Irrespective of where the spare parts are kept, the lessor should always expressly reserve the right to enter any premises where the spare parts are located to repossess them and, where there is a possibility that they will be affixed to land (see below), reserve the right to sever the spare parts from the land for this purpose.

As spare parts are often installed on host assets which are owned by third parties, there’s a risk that the owner (or financier) of a host asset on which the spare parts are installed could in certain circumstances assert a claim to the title in those spare parts. Even in the absence of such a claim, where a lessee is in default under both the host asset lease and spare parts lease, the owner of the host asset may exert commercial pressure on the spare parts lessor to make payments to the host asset owner as a condition to allowing the spare parts lessor access to the host asset to recover its spare parts.

While the owner of the host asset may not have any legal basis for holding the spare parts hostage in this way, the commercial reality is that it could exploit the fact that the spare parts are installed on its asset to recover some of its potential losses following a lessee default, particularly where the spare parts lessor is keen to recover its spare parts as quickly and efficiently as possible.

For this reason, the spare parts lessor may require a recognition of rights agreement from the owner (and any financier) of the host asset in which that owner (and any financier) acknowledges the spare parts lessor’s rights and title in the spare parts and waives any rights it may acquire in the spare parts arising from their installation on the host asset. While this may not provide a complete solution to the practical issues surrounding access to the spare parts, a properly drafted recognition of rights agreement could provide the spare parts lessor with legal remedies against the owner of the host asset if it unlawfully prevents the spare parts lessor from accessing its spare parts. In certain jurisdictions, the installation of a spare part onto a third party’s asset will be sufficient to transfer title in the spare part automatically to that third party. The restrictions and protections that may be available to the spare parts lessor in this case will depend on the nature of the spare parts and the jurisdictions involved.

A spare parts lessor may also need to consider the risk of its spare parts becoming ‘fixtures’, which means they legally become part of the land to which they are affixed and are treated as the property of the landowner. This will not be relevant to all spare parts: whether or not a spare part becomes a fixture will depend on the applicable system of law, the specific facts and the purpose and degree of annexation.

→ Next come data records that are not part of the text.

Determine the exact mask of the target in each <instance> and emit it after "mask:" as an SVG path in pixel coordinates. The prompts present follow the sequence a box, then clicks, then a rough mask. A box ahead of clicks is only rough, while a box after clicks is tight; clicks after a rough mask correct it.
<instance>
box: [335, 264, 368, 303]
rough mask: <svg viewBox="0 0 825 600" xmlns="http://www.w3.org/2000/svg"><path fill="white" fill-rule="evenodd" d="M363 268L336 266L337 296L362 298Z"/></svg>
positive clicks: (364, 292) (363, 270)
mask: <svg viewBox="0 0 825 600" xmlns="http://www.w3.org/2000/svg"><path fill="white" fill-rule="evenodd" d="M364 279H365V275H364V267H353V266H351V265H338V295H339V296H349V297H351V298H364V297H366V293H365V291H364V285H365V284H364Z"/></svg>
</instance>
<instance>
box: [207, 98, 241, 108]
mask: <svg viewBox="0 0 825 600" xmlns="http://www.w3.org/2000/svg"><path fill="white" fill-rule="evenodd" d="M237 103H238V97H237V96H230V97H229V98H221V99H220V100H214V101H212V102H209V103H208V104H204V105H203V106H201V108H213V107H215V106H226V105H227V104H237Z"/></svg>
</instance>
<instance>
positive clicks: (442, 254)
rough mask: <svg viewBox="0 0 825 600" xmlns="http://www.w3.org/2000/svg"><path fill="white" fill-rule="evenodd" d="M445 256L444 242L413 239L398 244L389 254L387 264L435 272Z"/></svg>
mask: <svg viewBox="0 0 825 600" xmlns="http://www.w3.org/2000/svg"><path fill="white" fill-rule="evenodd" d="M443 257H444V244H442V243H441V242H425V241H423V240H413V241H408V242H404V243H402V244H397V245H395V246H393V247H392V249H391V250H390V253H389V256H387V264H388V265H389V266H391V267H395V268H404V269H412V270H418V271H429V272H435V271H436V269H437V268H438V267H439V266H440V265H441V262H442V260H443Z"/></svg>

Where this is a potential risk, the lessor should consider restricting the lessee’s right to affix the spare parts to land (however, this will not necessarily prevent them from becoming fixtures where they are in fact affixed, and this may not be an option for spare parts which are intended to be affixed to land). The lessor should also require a landlord/mortgagee waiver from anyone with a relevant interest in the land, such as the lessee’s landlord and any superior landlords and mortgagees. Broadly speaking, this would be on similar terms to a recognition of rights agreement (described above).

Even where the risk of a spare part becoming a fixture is remote, the lessor should consider whether the landowner (or anyone claiming through it) would, in practical terms, be able to frustrate its ability to access the spare parts to recover them in much the same way as might an owner of a host asset as referred to in the section above. Where this is a possibility, the lessor should consider requiring a landlord/mortgagee waiver.

While spare parts leasing has certain inherent risks for a spare parts lessor, a well-drafted suite of leasing documentation can offer the lessee the flexibility it needs to access essential spare parts without the capital expenditure required to purchase them outright, while at the same time offering the lessor certain protections against some of those inherent risks.